Why Shared File Systems Matter

A high-performance shared file system is critical for achieving optimal performance in distributed machine learning workloads on SageMaker HyperPod. Without proper shared storage, your training jobs will be severely bottlenecked by data I/O operations.

Performance Impact

  • Data Loading Bottlenecks: Without shared storage, each pod must independently load training data, creating massive I/O overhead
  • Checkpoint Synchronization: Model checkpoints and intermediate results need fast, consistent access across all pods
  • Memory Efficiency: Shared file systems enable efficient data caching and reduce memory pressure on individual pods
  • Scaling Limitations: Local storage approaches fail to scale beyond single-pod training

FSx for Lustre Benefits

Amazon FSx for Lustre is specifically designed for high-performance computing workloads and provides:

  • High Throughput: Up to hundreds of GB/s of aggregate throughput
  • Low Latency: Sub-millisecond latencies for small file operations
  • POSIX Compliance: Standard file system semantics that work with existing ML frameworks
  • S3 Integration: Seamless data repository associations with Amazon S3
  • Elastic Scaling: Storage capacity that can grow with your workload demands

Setup Options

Option 1: Auto-Provisioned (Console Quick Setup)

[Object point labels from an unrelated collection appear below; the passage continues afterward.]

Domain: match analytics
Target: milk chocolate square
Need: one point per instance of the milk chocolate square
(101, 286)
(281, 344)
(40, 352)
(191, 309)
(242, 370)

When you create a HyperPod cluster through the AWS Console using the Quick Setup path, FSx for Lustre is automatically provisioned and configured for you.

What Gets Created Automatically

The console automatically provisions:

  • FSx for Lustre file system with optimal performance settings
  • Proper networking configuration in the same VPC and subnet as your cluster
  • Security group rules allowing NFS traffic between cluster nodes and FSx
  • FSx CSI driver installation for Kubernetes integration
  • Storage classes and persistent volumes ready for use in pods
  • IAM permissions for the cluster to access the file system

Verification Steps

After your cluster reaches InService status, verify FSx is properly configured:

  1. Check FSx CSI driver installation:

    kubectl get pods -n kube-system -l app.kubernetes.io/name=aws-fsx-csi-driver
  2. Verify storage class:

    kubectl get storageclass | grep fsx
  3. Test with a sample pod:

    cat <<EOF | kubectl apply -f -
    apiVersion: v1
    kind: Pod
    metadata:
    name: fsx-test
    spec:
    containers:
    - name: test
    image: ubuntu
    command: ["/bin/sh", "-c", "echo 'Hello FSx' > /data/test.txt && cat /data/test.txt && sleep 3600"]
    volumeMounts:
    - name: fsx-storage
    mountPath: /data
    volumes:
    - name: fsx-storage
    persistentVolumeClaim:
    claimName: fsx-claim
    EOF

Option 2: Manual Setup (Dynamic Provisioning)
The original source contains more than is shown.